Leyendo la obra del gran lingüista Joan Coromines (1905-1997),3 que siempre es un ejercicio muy revelador porque aporta una gran cantidad de datos que son de inestimable ayuda para entender la verdadera esencia de las palabras, descubriremos que caminar, la cual tiene un aspecto y un sonido simple y honesto, proviene del término camino, que es de origen céltico. Su forma temprana es la de camminus (céimm del irlandés y cam del galés) y fue extraña al latín arcaico y clásico, pero no podemos decir lo mismo en cuanto a su penetración en el latín vulgar.
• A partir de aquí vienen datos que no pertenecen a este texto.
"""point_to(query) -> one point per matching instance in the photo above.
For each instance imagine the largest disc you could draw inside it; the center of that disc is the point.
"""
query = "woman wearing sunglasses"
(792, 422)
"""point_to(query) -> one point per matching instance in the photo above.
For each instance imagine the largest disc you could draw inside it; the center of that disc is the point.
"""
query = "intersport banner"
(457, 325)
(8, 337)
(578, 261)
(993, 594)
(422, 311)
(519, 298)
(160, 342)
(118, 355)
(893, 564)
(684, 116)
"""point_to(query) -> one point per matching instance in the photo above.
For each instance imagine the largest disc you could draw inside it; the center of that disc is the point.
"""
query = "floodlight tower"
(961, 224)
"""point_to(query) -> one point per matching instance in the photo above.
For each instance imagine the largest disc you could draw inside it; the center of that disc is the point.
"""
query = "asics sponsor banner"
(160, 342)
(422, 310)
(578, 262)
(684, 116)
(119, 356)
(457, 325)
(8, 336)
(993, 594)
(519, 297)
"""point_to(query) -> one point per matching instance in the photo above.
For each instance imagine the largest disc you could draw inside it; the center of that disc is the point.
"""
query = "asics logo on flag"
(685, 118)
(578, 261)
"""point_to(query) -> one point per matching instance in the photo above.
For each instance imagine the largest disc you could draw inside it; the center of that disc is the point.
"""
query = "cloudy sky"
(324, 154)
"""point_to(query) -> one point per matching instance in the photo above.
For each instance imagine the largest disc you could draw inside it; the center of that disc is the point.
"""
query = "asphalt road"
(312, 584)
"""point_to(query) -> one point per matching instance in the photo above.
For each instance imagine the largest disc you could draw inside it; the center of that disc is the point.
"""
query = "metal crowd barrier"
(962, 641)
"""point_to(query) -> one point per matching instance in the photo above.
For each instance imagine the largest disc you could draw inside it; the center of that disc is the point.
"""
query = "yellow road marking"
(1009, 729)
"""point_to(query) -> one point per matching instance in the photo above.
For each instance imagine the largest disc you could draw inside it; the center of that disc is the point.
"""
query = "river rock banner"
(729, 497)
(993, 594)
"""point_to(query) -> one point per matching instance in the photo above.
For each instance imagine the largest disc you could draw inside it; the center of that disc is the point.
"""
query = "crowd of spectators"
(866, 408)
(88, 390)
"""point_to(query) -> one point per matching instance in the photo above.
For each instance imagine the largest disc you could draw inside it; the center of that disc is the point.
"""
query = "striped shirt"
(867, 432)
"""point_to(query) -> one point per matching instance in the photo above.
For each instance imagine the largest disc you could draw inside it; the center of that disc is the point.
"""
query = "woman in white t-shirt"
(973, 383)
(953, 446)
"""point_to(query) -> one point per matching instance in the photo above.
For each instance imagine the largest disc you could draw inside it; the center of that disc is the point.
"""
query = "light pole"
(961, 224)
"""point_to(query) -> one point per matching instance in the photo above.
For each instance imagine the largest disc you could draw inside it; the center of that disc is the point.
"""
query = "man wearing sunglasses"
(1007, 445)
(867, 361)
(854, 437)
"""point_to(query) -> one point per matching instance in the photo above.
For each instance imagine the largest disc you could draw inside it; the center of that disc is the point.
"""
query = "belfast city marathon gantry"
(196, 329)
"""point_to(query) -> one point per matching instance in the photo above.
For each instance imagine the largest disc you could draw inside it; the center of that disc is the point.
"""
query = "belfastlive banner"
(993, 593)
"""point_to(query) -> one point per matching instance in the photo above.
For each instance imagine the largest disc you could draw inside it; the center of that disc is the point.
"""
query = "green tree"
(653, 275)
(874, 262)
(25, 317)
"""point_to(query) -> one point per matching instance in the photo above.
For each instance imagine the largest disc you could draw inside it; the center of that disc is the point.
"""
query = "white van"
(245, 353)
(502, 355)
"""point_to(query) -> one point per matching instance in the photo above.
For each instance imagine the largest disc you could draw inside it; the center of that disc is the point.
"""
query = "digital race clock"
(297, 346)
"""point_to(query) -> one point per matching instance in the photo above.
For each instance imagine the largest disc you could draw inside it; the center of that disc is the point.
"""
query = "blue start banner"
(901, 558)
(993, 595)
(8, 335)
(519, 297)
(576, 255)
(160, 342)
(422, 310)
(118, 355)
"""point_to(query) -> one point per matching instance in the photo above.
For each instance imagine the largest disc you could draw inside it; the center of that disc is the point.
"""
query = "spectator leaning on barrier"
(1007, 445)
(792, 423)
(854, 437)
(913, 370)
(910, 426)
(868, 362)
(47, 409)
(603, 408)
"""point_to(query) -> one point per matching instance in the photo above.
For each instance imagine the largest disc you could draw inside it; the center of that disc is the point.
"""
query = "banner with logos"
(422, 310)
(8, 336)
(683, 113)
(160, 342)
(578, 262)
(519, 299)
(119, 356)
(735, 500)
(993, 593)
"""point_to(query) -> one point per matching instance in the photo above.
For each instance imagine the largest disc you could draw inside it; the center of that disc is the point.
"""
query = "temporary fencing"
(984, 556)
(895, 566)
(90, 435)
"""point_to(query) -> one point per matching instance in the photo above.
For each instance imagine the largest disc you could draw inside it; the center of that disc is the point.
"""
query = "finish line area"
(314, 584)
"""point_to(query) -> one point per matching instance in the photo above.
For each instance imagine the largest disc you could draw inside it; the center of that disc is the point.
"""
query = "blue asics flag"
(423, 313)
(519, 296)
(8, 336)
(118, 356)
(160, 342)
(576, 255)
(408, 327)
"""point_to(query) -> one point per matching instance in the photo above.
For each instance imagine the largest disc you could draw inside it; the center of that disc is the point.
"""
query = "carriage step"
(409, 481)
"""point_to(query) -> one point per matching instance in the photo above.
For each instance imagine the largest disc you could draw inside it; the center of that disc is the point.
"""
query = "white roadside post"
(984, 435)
Prueba elocuente de ello es su descendencia en todas las lenguas románicas salvo el rumano (plimbáre): caminar (catalán), caminhar (portugués), cheminer (francés), camminare (italiano) y camiñar (gallego).

Otro dato muy significativo es que camminus, cuya aparición se documenta por primera vez en España en el siglo vii, se convirtió en sinónimo de calle (del latín callis). Por lo cual, cabe recordar que la «vía entre edificios o solares; camino entre dos hileras de árboles o de otras plantas»,4 que condiciona a sus principales derivados (caminar y caminante), tiene una gran diversidad de formas que se manifiesta en la riqueza del lenguaje popular para denominarlos. Como ejemplo destacamos algunos de ellos: senderos, trillados, de ronda o de cabras, senda, vereda, pista, cañada o trocha.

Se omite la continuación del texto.